Scaling Invariance of Spatial Autocorrelation in Urban Landscape

Abstract

Abstract Context A large number of studies have shown that measures of spatial autocorrelation in urban landscape bear scale dependence. Scale dependence generally suggests fractals and scaling. But the inherent relationships between spatial autocorrelation index and fractal dimension is not clear yet. Objectives This paper is devoted to revealing the internal relationship between the scale dependence of Moran’s I and fractal scaling. Methods Mathematical reasoning and empirical analysis are employed to derive and test the model on the scale dependence of spatial autocorrelation. The fractal dimension estimation is based on box-counting method, and parameter estimation relies on the least squares regression.
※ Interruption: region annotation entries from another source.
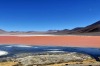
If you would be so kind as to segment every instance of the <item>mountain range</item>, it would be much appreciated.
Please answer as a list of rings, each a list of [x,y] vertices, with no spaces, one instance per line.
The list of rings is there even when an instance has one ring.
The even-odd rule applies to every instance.
[[[59,35],[65,35],[65,34],[77,34],[77,35],[100,35],[100,21],[97,21],[91,25],[88,25],[86,27],[76,27],[72,30],[64,29],[64,30],[48,30],[45,32],[40,31],[5,31],[3,29],[0,29],[0,34],[59,34]]]

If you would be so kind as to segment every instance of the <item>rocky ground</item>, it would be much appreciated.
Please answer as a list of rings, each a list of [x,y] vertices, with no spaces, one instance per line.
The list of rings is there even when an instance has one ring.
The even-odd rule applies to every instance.
[[[76,52],[24,53],[5,59],[0,59],[0,66],[100,66],[100,62],[90,55]]]

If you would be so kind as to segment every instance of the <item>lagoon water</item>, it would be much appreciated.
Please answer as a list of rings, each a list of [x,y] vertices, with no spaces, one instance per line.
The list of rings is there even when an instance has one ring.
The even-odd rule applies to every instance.
[[[0,45],[0,57],[13,56],[18,53],[39,52],[79,52],[89,54],[98,60],[100,48],[62,47],[62,46],[29,46],[29,45]]]

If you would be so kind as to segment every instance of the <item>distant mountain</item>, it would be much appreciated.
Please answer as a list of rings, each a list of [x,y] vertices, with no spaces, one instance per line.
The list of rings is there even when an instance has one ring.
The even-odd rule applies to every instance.
[[[96,23],[93,23],[80,30],[77,30],[76,32],[79,33],[100,32],[100,21],[97,21]]]
[[[0,33],[5,33],[5,32],[6,32],[5,30],[0,29]]]
[[[79,33],[92,33],[92,32],[100,32],[100,21],[97,21],[86,27],[76,27],[72,30],[60,30],[55,32],[55,34],[79,34]]]
[[[86,27],[76,27],[72,30],[69,29],[63,29],[63,30],[48,30],[45,32],[41,32],[41,31],[10,31],[7,32],[5,30],[0,29],[0,33],[10,33],[10,34],[59,34],[59,35],[66,35],[66,34],[87,34],[89,35],[89,33],[92,34],[98,34],[100,32],[100,21],[97,21],[91,25],[88,25]]]

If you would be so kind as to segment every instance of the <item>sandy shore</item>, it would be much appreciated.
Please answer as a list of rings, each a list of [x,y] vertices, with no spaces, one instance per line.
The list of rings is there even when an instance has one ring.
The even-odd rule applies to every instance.
[[[100,36],[1,35],[0,44],[100,47]]]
Results Based on the locality postulate of spatial correlation and the idea of multifractals, a power law model on Moran’s I changing with measurement scale is derived from the principle of recursive subdivision of space. The power exponent is proved to be a function of fractal dimension. This suggests that the numerical relationship between Moran’s I and fractal dimension can be established through the scaling process of granularity. Taking the cities of Beijing, Shanghai and Guangzhou in China as examples, we made an empirical analysis with observation data, and the results lend support to the theoretical model. Conclusions It can be concluded that spatial autocorrelation of urban landscape has no characteristic scale in many cases. In order to make effective spatial statistical analysis, it is necessary to explore spatial complexity based on fractal scaling behind urban landscape.